Den ganzen ersten Teil seines Buches widmet sich Saviano der Beschreibung dieses camorristischen Systems und wie es die Zustimmung der Bevölkerung erlangen kann, weil der Clan anders als Banken schnell bereit ist, Geld für unternehmerische Aktivitäten zu leihen, auch gerade für legale. Die Camorra in Neapel ist aus Sicht Savianos zu einer Art "Volksbank" mutiert und "scratcht" (321) legale und illegale Wirtschaft auf besonders geschickte Art und Weise.
Doch Saviano weiß seine Recherchen auch immer wieder durch eigene Anschauungen zu bereichern. So erzählt er unglaubliche Geschichten von halb getöteten Personen, die vom Krankenwagen erst abgeholt werden, wenn die Camorristen zurückgekehrt sind und ihren Auftrag vollendet haben, weil sonst ein Überfall auf den Krankenwagen droht. Eine besondere Authentizität erlangt die Beschreibung Savianos hier durch den Bericht seines Vaters, der selbst Arzt in einem Krankenwagen gewesen ist und einmal von Angehörigen der Camorra verprügelt wurde, weil er einen "zum Tode Verurteilten" ärztlich versorgt hatte.
Den zweiten Teil seines Buches widmet Saviano den Symbolen der Camorra, wenn man so möchte. Dazu zählt neben der Kalaschnikow vor allem die Bauwirtschaft und der Zement als "Erdöl des Südens" (259).
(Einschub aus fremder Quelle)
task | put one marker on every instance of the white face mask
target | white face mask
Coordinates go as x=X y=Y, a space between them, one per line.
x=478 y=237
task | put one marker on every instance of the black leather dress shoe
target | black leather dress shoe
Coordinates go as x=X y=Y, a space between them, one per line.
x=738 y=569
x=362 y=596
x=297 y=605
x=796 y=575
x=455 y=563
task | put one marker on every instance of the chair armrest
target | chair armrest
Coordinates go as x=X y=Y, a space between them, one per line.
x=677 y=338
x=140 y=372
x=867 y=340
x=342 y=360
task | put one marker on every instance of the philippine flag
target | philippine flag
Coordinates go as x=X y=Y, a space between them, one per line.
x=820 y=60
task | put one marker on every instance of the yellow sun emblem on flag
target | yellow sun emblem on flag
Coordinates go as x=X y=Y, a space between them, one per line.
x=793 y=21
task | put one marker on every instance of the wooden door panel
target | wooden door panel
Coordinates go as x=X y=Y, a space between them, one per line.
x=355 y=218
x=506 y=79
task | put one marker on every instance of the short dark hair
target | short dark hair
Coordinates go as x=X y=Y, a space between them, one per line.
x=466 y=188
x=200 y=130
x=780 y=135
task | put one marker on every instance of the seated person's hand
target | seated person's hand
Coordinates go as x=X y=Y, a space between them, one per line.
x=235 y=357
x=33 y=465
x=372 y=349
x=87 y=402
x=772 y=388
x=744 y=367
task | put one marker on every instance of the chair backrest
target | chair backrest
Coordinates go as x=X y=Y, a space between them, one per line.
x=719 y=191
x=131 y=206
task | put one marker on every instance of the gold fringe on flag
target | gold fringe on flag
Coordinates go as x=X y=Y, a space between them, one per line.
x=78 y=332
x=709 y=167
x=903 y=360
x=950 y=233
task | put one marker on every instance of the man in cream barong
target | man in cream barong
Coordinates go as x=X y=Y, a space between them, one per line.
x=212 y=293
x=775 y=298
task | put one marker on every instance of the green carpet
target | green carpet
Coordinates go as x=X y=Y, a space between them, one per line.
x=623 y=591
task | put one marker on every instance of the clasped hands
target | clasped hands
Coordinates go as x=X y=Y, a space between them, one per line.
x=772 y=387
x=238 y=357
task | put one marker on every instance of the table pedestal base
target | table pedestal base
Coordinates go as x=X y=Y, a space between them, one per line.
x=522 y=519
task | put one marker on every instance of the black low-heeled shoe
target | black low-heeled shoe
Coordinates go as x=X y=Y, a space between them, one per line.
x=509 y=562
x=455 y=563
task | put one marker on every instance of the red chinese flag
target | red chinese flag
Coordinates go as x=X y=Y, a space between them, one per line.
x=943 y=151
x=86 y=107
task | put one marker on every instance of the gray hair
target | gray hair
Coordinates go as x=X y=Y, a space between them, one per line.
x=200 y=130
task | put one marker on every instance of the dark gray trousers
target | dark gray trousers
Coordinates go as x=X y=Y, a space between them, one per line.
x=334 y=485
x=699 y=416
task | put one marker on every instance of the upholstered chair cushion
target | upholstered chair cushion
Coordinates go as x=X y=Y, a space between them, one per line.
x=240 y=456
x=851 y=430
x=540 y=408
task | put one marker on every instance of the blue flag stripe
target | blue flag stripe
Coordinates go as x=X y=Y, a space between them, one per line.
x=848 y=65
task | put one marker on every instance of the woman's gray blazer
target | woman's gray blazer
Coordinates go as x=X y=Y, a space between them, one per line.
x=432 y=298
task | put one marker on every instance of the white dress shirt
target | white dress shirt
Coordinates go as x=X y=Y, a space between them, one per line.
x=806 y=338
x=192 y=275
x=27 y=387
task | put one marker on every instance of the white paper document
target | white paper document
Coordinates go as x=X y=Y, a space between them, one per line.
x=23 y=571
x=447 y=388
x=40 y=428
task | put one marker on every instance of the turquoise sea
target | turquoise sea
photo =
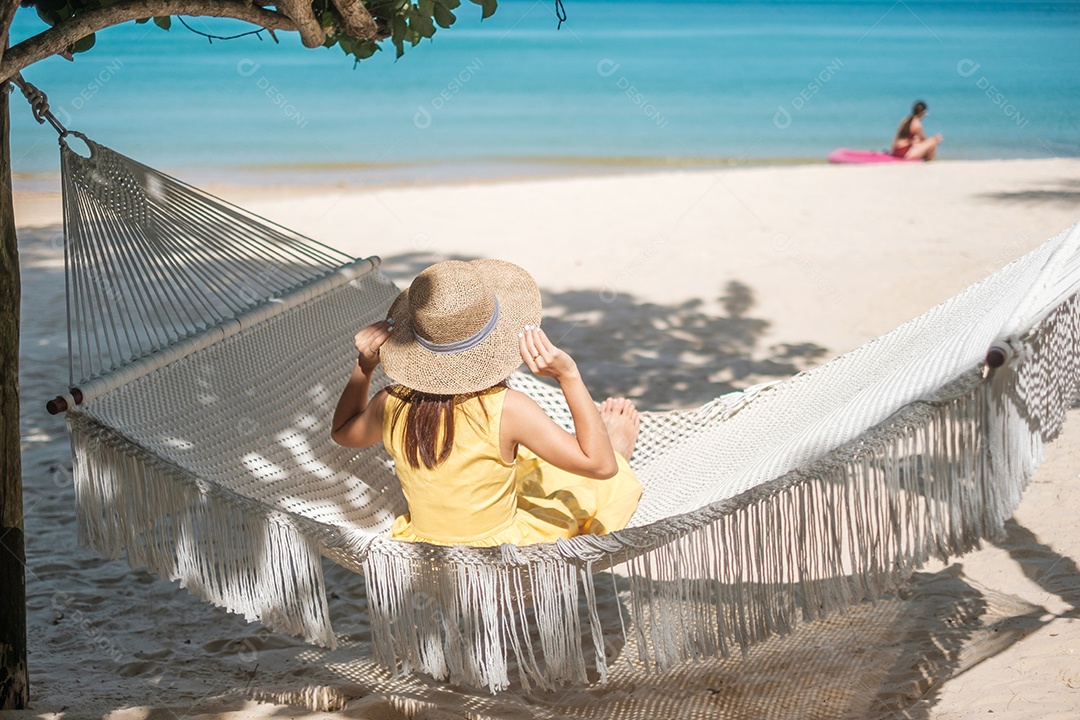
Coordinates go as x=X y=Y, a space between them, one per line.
x=622 y=84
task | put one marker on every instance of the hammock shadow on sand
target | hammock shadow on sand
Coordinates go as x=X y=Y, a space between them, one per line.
x=755 y=694
x=210 y=462
x=875 y=661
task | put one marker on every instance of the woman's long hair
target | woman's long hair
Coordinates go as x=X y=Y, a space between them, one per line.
x=905 y=127
x=429 y=423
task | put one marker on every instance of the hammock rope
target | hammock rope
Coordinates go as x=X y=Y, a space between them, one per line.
x=210 y=345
Der Süden wird zubetoniert, Saviano sieht hier erst einen "Raubbau an den Menschen, dann an den Dingen" (261) wirken. Auf jeden Fall ist die Camorra durch die Bauwirtschaft groß, reich und mächtig geworden, was sich nicht zuletzt auch an den großen Villen der Bosse zeigt. Saviano beschreibt hier das mittlerweile beschlagnahmte Anwesen des Mafiabosses "Sandokan", das diese Größe der Bauwirtschaft zum Ausdruck bringen soll. Zum Schluss bietet Saviano den Einblick in einen weiteren Pfeiler camorristischer Wirtschaftskraft: die Müllentsorgung. An dieser Stelle entwirft Saviano fast schon ein endzeitliches Bild für die gesamte Region, denn die Camorra hat hier in der gesamten Umgebung den Sondermüll aus dem reichen Norden und darüber hinaus verscharrt, in etlichen illegalen Mülldeponien, die weite Teile des Landes bereits kontaminiert haben.
Sehr schade ist das fehlende Register in dem Buch; die vielen Namen und Orte lassen sich so sehr schwer nach dem Lesen noch zuordnen.